Orin (pegangan pohon):
“Aku bisa melihat masa depan... dan kamu ketinggalan update. Ngeri ya?”

📅 Jam 11. Tiap hari.

Like kalau kamu tim baca sambil ketawa.
Komen kalau kamu tim “gue nyempil di kantor buat baca novel diem-diem”
karinabukankari
“Lucu…
Kamu bilang kamu fans Ravennor,
Tapi jam 11 kamu malah scroll TikTok.”

Jangan bikin aku bertanya-tanya,
Apakah kamu masih di pihakku…
Atau sudah berubah haluan.

➤ Novel update tiap hari.
➤ Jam 11.

Jangan salah pilih sisi.
– Orin
karinabukankari
“Aku tidak banyak bicara…
Tapi aku perhatikan siapa yang selalu datang jam 11… dan siapa yang tidak.”

Dunia ini penuh rahasia.
Kamu gak mau jadi satu-satunya yang ketinggalan, kan?

Jadi, kutunggu jam 11.
Di balik layar.
Di balik cerita.

– Orin.
karinabukankari
“Oh. Kamu lupa baca hari ini?”

Menarik.

Aku kira kamu pembaca yang cerdas.
Tapi ternyata...

➤ Baca tiap hari. Jam 11.
➤ Kalau enggak, ya udah. Tapi jangan salahin aku kalau kamu ketinggalan plot twist dan nangis di pojokan.

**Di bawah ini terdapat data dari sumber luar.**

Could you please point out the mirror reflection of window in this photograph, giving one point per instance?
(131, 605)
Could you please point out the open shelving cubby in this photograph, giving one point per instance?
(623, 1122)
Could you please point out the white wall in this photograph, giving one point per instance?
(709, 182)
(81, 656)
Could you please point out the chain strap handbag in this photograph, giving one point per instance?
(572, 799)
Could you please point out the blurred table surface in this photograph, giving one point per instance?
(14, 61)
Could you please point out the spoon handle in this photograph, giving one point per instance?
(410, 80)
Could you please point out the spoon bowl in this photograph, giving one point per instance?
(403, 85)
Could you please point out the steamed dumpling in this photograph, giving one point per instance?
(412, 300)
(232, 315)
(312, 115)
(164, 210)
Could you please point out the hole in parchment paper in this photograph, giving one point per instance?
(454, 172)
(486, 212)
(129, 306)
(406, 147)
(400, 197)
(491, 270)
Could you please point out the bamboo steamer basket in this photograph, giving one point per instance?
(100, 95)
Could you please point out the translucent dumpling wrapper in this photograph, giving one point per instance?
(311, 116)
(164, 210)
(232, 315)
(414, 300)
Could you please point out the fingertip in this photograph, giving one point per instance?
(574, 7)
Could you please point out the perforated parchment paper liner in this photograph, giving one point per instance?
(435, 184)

Aku sudah memperingatkanmu.

– Ash.
karinabukankari
📮 Dari: Caelum
Untuk: Kamu, pembaca kesayanganku

"Hei…
Kamu masih di sana, kan?
Kalau kamu baca ini jam 11, berarti kamu masih inget aku…"

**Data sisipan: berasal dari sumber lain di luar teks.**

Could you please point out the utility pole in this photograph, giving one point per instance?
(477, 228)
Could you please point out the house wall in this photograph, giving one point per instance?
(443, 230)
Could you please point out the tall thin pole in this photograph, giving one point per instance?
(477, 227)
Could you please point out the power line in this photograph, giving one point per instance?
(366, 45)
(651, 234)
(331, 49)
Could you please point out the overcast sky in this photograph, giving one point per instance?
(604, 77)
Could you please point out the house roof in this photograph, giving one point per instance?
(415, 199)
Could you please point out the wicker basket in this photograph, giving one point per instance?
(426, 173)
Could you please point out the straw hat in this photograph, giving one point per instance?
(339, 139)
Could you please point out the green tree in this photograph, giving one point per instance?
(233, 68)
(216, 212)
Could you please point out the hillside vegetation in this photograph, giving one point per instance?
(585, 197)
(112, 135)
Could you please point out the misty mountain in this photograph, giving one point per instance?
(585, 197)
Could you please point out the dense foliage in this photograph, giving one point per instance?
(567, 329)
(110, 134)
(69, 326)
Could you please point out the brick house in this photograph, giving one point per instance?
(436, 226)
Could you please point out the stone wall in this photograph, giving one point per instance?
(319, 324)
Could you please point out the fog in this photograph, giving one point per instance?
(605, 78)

🕚 update tiap hari jam 11 siang!
Jangan telat… aku tunggu kamu di tiap halaman.

💙 – C.
karinabukankari
🐾 Meong Alert!

Kucing kerajaan udah ngamuk karena kamu LUPA update!

🕚 JAM 11 ITU JAM UPDATE !

Bukan jam tidur siang
Bukan jam ngelamunin mantan
Bukan jam ngintip IG crush

Tapi... JAMNYA NGIKUTIN DRAMA DI RAVENNOR!

😾 Yang kelewat, bakal dicakar Seraphine pakai kata-kata tajam.

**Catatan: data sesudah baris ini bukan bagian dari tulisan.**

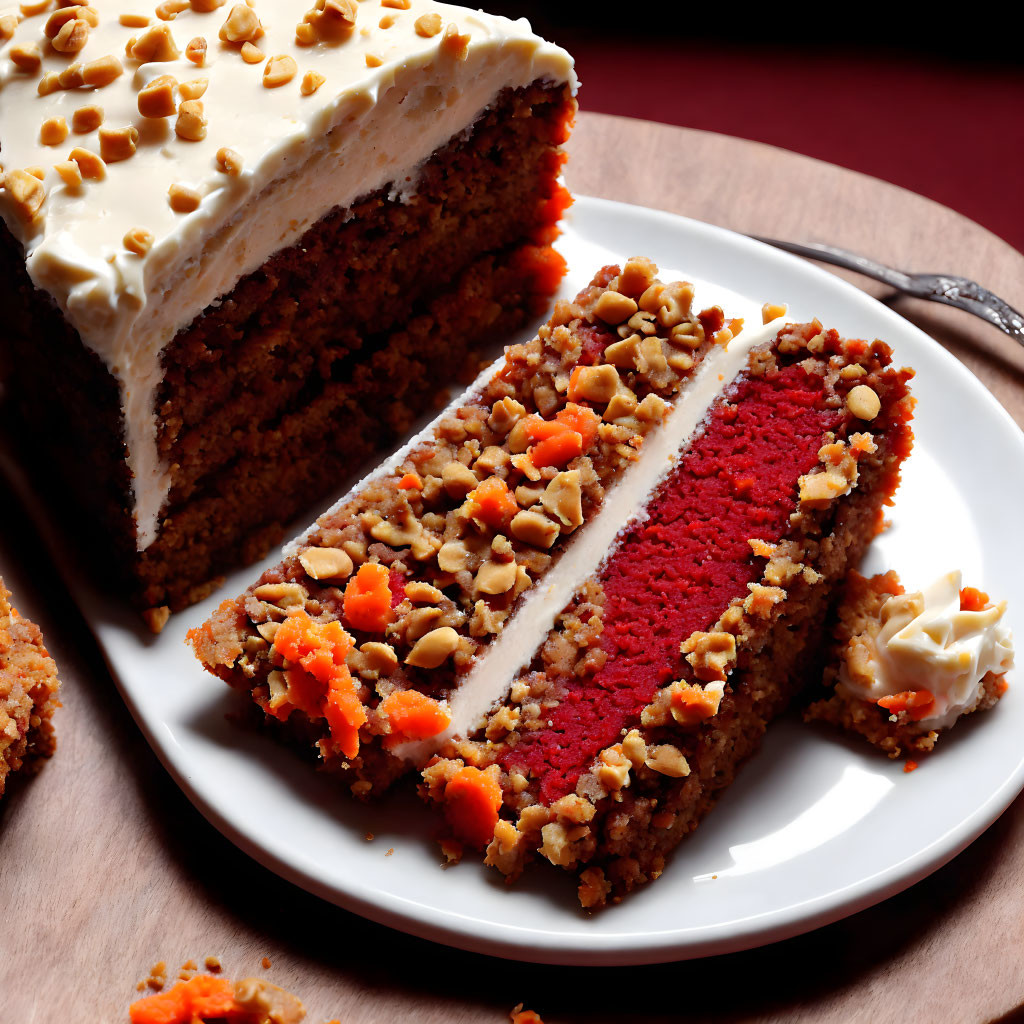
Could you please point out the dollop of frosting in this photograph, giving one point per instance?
(929, 642)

#Jam11JamSuci #JanganLupaUpdate
karinabukankari
🐓 Jam 11 bukan jam ayam berkokok.
Itu jamnya:
✅ plot twist
✅ karakter ganteng
✅ baper kolektif
✅ kemungkinan besar ada adegan nyebelin tapi manis

Jangan lupa update TIAP HARI JAM 11 SIANG

📢 Yang gak baca… bakal disumpahin jadi tokoh figuran yang mati duluan.
karinabukankari
🕚 JAM 11 SIANG ITU JAM SUCI 😤

Itu bukan jam makan, bukan jam rebahan...
Itu jam baca komik kesayangan KAMU!

Kalau kamu ngelewatin update:
💔 Caelum nangis.
😤 Seraphine ngambek.
😎 Ash: “Terserah.”

Jadi yuk… BACA. SEKARANG.

🔁 Share ke temanmu yang suka telat update!
#ReminderLucu #UpdateJam11
karinabukankari
⚠️ PENGUMUMAN PENTING DARI KERAJAAN RAVENNOR ⚠️

📆 Update : SETIAP HARI JAM 11 SIANG!

Siapa yang lupa...?
➤ Ditarik ke dunia paralel.
➤ Dikejar Orin sambil bawa kontrak nikah.
➤ Dijadikan tumbal sihir kuno oleh Ash.
➤ Dipelototin Seraphine 3x sehari.

Jadi... JANGAN LUPA BACA YAAA!

❤️ Like | 💬 Komen | 🔔 Follow
#TimGakMauKetinggalan
karinabukankari
📢 HALOOO PARA PEMBACA TERSAYANG!!
Komik kita akan UPDATE SETIAP HARI!
Jadi jangan lupa:
💥 Siapkan hati.
💥 Siapkan cemilan.
💥 Siapkan mental buat gregetan.

⏰ Jam tayang: jam 11.00 WIB

🧡 Yang lupa update, nanti ditembak cinta sama si Caelum.

➕ Jangan lupa:
❤️ Vote
💬 Komen
🔁 Share
🔔 Follow & nyalain notif biar gak ketinggalan~
Luna_UwU
Ditambahin sekuel dong, plis! 🙏
NovelToon
Novel sejumlah besar sedang menunggu Anda baca! Juga ada komik, buku audio, dan konten lain untuk dipilih~
Semua konten GRATIS! Klik di bawah untuk download!